Not just for Micah, but for Robert.

How Lizzie could bear to look at me, to work for me, while staying in the same fucking tower as Rhode was beyond me. The trouble was, apologies meant nothing when action was never taken. I’d already said sorry so many times, all without resolving anything. I was either incredibly lucky that she loved her job, or she simply couldn’t afford to leave. And with her salary, health benefits, and pension, I knew it was that more than anything else.

Which was less of a punch to the gut and more of a herniated disc—excruciating to accept, devastating to realize.

“I’m sending you a link. Open it,” she said briskly, but her tone was no different than the thousand other times she’d called me to offset a crisis. Did she loathe me? How could I blame her? Even doing everything I could, the law and legalities had prevented me from doing what was right. “I’ve got Kirkland on it, but the board are already grumbling about an emergency meeting.
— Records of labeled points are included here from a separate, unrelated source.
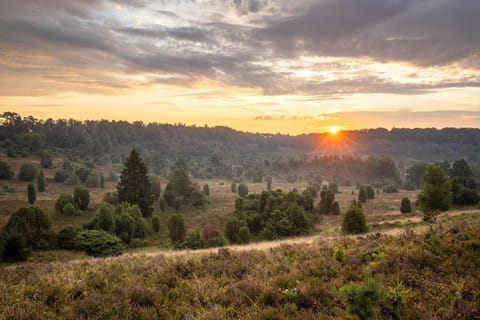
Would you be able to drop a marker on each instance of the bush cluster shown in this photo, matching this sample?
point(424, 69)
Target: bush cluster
point(270, 215)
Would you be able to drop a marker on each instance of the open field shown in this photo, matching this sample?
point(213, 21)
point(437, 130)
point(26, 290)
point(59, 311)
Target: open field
point(424, 274)
point(382, 213)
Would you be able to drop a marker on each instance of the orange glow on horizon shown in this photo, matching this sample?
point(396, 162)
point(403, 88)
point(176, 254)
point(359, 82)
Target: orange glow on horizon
point(333, 130)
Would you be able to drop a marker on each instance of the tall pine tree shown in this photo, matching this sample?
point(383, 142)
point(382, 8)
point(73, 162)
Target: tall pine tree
point(134, 186)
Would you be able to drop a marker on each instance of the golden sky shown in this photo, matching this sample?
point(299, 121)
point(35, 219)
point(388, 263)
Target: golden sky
point(254, 65)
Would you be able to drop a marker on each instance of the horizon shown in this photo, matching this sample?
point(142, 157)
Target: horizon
point(327, 132)
point(251, 65)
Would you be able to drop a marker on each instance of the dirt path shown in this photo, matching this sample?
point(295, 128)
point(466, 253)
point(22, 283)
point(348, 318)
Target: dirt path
point(309, 240)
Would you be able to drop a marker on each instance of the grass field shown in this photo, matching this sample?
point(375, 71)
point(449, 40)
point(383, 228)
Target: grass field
point(382, 212)
point(424, 274)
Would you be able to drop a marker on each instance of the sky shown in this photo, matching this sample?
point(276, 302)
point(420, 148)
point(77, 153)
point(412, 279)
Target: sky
point(253, 65)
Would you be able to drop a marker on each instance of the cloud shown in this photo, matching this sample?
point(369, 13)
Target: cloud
point(262, 44)
point(431, 32)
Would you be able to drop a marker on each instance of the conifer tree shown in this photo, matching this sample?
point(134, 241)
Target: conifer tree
point(41, 183)
point(134, 186)
point(436, 195)
point(32, 196)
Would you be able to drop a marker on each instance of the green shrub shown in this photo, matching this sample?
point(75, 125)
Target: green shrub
point(162, 205)
point(156, 224)
point(354, 221)
point(69, 210)
point(335, 208)
point(242, 190)
point(362, 195)
point(66, 237)
point(92, 181)
point(5, 172)
point(244, 235)
point(98, 243)
point(176, 228)
point(466, 196)
point(327, 198)
point(405, 206)
point(81, 197)
point(104, 218)
point(46, 161)
point(339, 253)
point(141, 228)
point(333, 187)
point(111, 198)
point(62, 200)
point(102, 181)
point(32, 223)
point(31, 194)
point(370, 192)
point(124, 227)
point(14, 248)
point(232, 228)
point(82, 174)
point(41, 182)
point(206, 190)
point(390, 189)
point(363, 300)
point(27, 172)
point(60, 177)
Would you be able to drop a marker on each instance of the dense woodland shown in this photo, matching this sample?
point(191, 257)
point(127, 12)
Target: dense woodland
point(224, 152)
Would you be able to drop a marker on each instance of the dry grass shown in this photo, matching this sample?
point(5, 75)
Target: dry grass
point(432, 275)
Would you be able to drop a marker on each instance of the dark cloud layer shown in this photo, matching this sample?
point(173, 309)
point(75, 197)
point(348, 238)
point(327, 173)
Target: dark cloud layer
point(66, 40)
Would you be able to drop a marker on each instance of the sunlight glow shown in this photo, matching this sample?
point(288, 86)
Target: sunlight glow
point(333, 130)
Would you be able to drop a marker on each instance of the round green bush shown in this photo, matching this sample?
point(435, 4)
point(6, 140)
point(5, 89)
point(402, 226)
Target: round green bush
point(354, 221)
point(14, 249)
point(98, 243)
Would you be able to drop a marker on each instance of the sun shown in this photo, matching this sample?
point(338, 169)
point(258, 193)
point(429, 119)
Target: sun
point(333, 130)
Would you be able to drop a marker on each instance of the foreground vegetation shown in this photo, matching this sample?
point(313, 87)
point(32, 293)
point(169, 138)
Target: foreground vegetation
point(429, 275)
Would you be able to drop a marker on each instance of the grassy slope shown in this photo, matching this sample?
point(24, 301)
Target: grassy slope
point(432, 275)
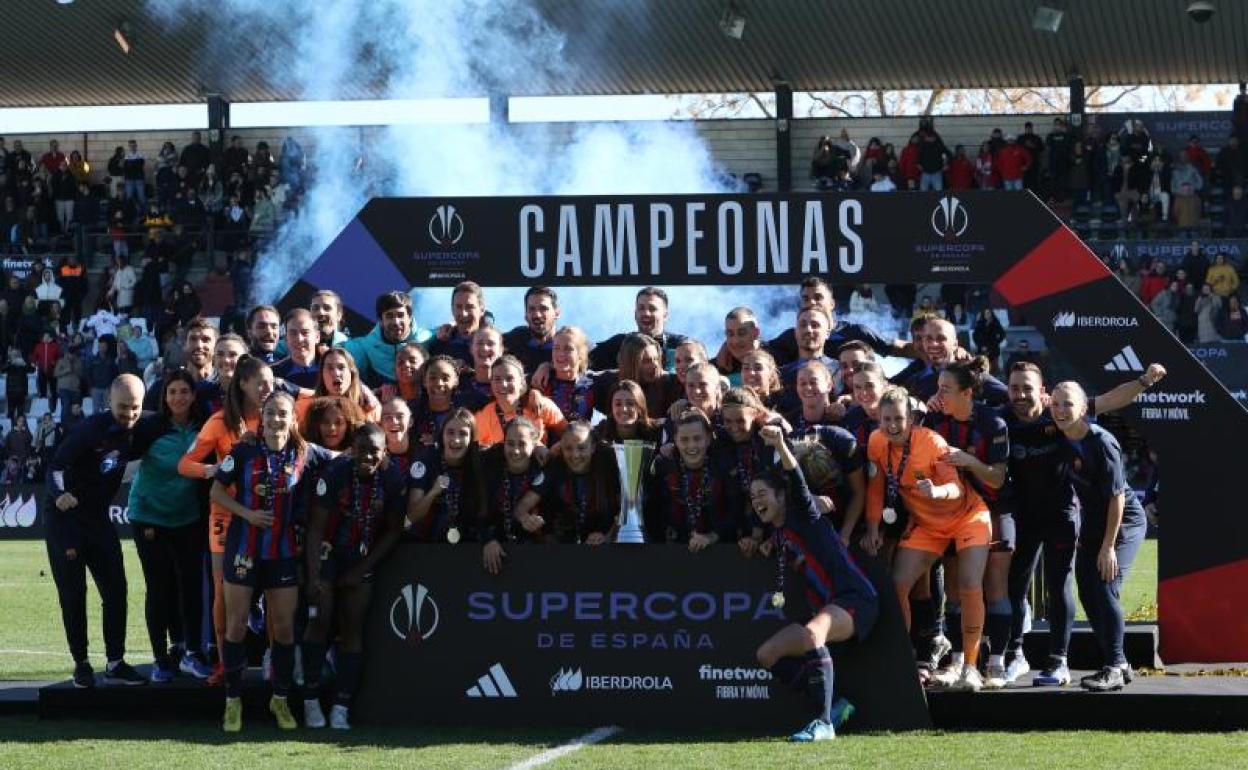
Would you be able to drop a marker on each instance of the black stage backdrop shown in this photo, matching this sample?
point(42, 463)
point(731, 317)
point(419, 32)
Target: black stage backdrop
point(644, 635)
point(1010, 241)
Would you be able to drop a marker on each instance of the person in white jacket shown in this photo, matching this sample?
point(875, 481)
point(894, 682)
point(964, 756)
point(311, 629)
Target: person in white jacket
point(124, 282)
point(48, 292)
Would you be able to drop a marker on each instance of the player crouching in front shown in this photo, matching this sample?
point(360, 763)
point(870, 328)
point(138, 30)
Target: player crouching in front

Nothing concrete yet, but I’d expect to be hauled in tonight.”

Frowning, I clicked on the link, and what I saw had my already soaring blood pressure shooting into limbo.

“The lawyers are already on it. It won’t make the print edition,” she soothed before I could say a damn word.

Astley HEIR ASSAULTS BELOVED NYC SOCIALITE

If the headline wasn’t atrocious enough, that was nothing to the pictures splashed all over the fucking front page of the website, with, I saw, more promised.